Pixels, filmmaker Christopher Columbus‘ love letter to the video games of 1980s, will battle holdovers Ant-Man and Minions for the top spot domestically, since all three are going after families. Pixels hopes to make a bigger mark overseas, where it is debuting day and date in 47 markets.
In North America, the big wild card of the weekend is John Green‘s YA film adaptation Paper Towns. The Fox movie hopes to cross $20 million, but could easily overperform if it energizes its fanbase, young girls.
Last summer, The Fault in Our Stars debuted to a stunning $48 million for Fox and Green. However, that book was more popular than Paper Towns, while the film adaptation of Fault boasted a bigger star in Shailene Woodley. Like Fault, Paper Towns, starring Natt Wolff and Cara Delevingne, cost a modest $12 million to produce.
Pixels, costing $90 million to make after rebates, hopes to appeal heavily to families, but is targeting all demos. Sony co-financed with LStar Capital and China Group, with Sandler’s Happy Madison and Columbus’ 1492 Pictures producing.
In the movie, aliens attack earth using 1980s videogames as the mode of their attacks, including PAC-MAN, Donkey Kong, Centipede, Galaga, Frogger Q*bert and Space Invaders. Sandler stars alongside Kevin James, Peter Dinklage and Josh Gad. They play a group of men who who haunted video arcades as kids, and now have to test their skills for real. Michelle Monaghan plays a specialist who supplies them with weapons.

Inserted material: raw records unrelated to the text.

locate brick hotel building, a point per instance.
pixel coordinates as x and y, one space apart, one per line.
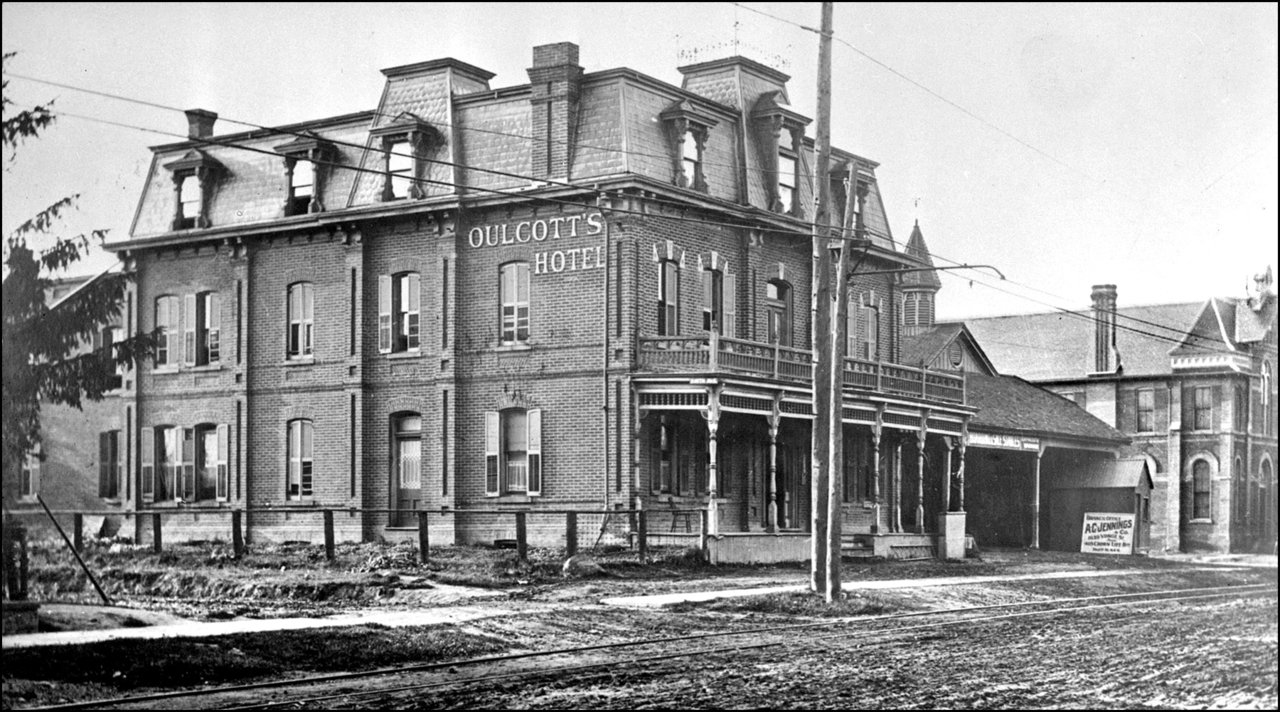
588 291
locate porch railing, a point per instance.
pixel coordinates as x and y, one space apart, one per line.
716 354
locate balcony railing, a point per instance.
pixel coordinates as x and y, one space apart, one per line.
716 354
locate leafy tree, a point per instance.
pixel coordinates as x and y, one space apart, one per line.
42 355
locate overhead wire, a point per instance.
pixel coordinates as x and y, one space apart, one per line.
796 231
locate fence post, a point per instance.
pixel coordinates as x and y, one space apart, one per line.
237 535
328 534
643 534
521 544
424 543
571 533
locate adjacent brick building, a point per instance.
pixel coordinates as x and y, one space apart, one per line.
1192 384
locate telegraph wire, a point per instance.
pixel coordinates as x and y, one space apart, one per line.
620 210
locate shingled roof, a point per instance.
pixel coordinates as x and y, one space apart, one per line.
1059 346
1009 404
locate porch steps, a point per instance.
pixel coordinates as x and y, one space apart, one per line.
855 546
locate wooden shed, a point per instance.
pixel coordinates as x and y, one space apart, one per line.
1114 485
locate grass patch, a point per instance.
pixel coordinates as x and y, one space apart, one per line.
237 658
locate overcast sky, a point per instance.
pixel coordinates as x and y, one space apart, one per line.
1068 145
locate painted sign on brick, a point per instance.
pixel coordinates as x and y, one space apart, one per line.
1107 533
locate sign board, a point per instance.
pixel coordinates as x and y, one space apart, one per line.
1004 442
1107 533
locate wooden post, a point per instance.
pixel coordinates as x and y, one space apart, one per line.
328 534
571 533
424 538
643 534
237 534
521 538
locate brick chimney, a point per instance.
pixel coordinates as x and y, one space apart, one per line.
200 123
1105 356
556 80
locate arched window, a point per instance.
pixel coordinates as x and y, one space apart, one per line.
298 479
301 318
777 309
668 299
1201 491
513 297
407 464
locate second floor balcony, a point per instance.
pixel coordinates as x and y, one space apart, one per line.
713 354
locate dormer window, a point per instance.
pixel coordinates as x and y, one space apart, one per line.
193 177
306 160
406 142
400 167
688 128
787 181
781 135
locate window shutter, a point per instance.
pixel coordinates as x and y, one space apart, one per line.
384 314
534 421
490 452
708 300
223 474
730 302
146 456
188 329
104 462
1128 415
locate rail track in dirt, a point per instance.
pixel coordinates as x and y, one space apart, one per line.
583 663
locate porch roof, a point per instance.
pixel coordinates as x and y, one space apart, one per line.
1009 404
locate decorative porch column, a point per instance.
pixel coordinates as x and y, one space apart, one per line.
963 445
919 482
896 501
713 460
1040 453
775 421
946 475
877 430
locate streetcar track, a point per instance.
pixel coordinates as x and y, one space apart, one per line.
1114 599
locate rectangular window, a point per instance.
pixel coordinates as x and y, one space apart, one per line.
301 319
690 160
109 464
513 452
668 299
301 187
1146 411
786 182
1203 409
168 324
400 168
192 199
513 287
398 313
28 487
300 465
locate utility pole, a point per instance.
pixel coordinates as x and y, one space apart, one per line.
839 339
822 366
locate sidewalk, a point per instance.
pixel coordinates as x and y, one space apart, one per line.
391 619
664 599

The weekend’s third new nationwide offering is director Antoine Fuqua‘s boxing drama Southpaw, starring Jake Gyllenhaal as a boxer who finds success with the gloves on but is having major issues in his personal life. Rachel McAdams, Rita Ora, Forest Whitaker, Naomie Harris and 50 Cent co-star. The script was written by Sons of Anarchy creator Kurt Sutter.
Southpaw is expecting to open in the low-teens, a solid start for the adult-skewing drama. The Weinstein Co. co-financed and produced the movie, which cost under $30 million to make.